Find Once, Fix Everywhere

You know that diagnosing and fixing the same bug over and over again is expensive—it costs developers valuable time that could be spent implementing new features, and hurts customer satisfaction. Therefore, your development organization requires that when you fix a critical bug, you have to make sure that you fix all instances of the bug—not just the instance of the bug that was found and reported.

"Find once, fix everywhere" is the right policy, but it can be challenging to implement when you have a high degree of replicated code due to multiple branches, versions, and product lines. For instance, how do you reliably propagate a fix you made in one branch to all the other branches, when the other branches are active, and code is being modified daily? How do you verify that a critical fix has been applied to a set of branches or versions? Or even to other product lines that share similar code?

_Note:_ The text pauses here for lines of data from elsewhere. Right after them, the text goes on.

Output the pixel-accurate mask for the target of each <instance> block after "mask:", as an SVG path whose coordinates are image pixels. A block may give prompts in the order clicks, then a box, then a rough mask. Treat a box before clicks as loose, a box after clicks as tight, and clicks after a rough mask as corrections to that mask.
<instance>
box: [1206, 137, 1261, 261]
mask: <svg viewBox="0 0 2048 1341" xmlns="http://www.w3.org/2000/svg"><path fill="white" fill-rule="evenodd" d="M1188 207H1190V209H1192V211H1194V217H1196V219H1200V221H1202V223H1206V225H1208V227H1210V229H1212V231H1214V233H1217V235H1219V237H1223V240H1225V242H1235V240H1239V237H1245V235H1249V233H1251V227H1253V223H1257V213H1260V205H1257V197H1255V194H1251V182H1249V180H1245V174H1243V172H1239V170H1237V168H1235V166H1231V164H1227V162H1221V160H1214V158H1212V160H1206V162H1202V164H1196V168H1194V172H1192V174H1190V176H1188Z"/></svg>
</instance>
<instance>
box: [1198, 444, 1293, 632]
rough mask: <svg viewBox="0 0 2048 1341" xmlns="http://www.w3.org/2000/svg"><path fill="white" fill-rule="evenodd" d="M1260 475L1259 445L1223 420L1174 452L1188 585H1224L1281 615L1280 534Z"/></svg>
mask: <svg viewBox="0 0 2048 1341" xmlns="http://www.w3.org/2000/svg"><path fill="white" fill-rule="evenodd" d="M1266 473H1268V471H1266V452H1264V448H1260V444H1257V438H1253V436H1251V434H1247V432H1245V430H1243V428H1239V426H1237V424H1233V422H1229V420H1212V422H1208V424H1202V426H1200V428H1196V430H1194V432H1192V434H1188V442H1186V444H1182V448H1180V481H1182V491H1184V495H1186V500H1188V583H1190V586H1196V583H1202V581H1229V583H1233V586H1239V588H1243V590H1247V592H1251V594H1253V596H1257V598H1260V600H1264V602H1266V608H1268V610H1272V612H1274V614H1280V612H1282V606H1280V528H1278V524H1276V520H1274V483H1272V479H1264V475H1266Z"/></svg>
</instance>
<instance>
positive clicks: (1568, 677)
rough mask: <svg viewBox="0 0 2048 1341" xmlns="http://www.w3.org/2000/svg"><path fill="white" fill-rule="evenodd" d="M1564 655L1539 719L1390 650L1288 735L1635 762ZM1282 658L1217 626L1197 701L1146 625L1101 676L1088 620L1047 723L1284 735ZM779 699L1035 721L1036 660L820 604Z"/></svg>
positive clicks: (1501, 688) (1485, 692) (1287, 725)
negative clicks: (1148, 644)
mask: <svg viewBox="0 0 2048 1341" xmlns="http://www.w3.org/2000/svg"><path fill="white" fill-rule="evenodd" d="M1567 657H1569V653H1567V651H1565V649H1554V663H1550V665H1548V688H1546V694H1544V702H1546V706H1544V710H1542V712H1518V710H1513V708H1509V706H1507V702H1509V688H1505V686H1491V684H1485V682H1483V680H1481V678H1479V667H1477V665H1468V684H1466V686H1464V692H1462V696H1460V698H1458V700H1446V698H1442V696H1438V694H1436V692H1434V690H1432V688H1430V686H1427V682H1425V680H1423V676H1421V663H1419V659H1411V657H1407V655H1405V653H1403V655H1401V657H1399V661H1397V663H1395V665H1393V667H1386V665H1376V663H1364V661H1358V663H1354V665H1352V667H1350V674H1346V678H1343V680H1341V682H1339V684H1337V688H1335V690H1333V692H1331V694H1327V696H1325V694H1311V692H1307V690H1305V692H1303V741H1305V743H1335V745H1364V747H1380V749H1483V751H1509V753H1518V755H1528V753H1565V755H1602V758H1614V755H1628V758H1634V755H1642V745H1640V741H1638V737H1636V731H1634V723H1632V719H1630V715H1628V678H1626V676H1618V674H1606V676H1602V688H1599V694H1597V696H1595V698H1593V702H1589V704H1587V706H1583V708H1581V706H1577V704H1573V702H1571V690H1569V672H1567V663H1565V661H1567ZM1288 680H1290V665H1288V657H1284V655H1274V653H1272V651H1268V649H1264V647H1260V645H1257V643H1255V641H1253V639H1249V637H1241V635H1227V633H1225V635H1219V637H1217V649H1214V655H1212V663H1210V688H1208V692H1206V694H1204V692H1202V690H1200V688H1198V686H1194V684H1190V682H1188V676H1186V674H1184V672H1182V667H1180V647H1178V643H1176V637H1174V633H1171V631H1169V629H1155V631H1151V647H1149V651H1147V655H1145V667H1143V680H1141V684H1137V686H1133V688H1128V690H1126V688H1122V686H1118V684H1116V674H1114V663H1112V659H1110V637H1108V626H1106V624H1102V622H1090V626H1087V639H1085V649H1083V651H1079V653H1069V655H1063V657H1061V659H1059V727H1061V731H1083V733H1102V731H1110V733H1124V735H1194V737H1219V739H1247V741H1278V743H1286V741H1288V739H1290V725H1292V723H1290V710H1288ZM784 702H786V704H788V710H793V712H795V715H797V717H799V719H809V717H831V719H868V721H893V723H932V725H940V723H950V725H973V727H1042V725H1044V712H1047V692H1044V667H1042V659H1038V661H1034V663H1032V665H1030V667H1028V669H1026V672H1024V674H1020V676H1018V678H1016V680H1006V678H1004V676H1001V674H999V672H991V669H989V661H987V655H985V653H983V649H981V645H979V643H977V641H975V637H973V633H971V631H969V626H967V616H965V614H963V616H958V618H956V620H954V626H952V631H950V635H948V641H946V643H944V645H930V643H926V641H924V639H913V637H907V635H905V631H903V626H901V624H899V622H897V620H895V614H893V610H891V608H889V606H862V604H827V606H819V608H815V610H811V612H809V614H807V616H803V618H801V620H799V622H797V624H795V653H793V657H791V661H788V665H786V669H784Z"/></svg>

Patch Miner, part of the Code Insight suite of source code analysis products, can help you "find once, fix everywhere." With Patch Miner, you can quickly and accurately find every instance of a bug, regardless of the size of the code base.

Patch List Page
Patch Miner Patch List Page
Step 1: After fixing the bug, you create and register the patch. Patch Miner partitions the patch into code snippets to support searching and lists your patch on the main Patch List page.
Patch Edit Page
Patch Miner Patch Edit Page
Step 2: When you view the patch using the web interface, there is a listing of each of the code snippets that constitute the patch. Here you can adjust snippet size or ignore snippets if necessary.
Patch Report Page
Patch Miner Patch Report Page
Step 3: Run a patch report. Search for the patch against a specific development branch, across multiple branches or multiple versions, and even across complete product lines. Searches are completed in a matter of seconds and can find all snapshots with "similar" snippets where the code may need to be patched.

Once you have located all the matches of interest, you can be certain that you now know all the locations that match the original—regardless of modifications such as the code being moved to a different file, or copy-pasted into a new method—and "find once, fix everywhere."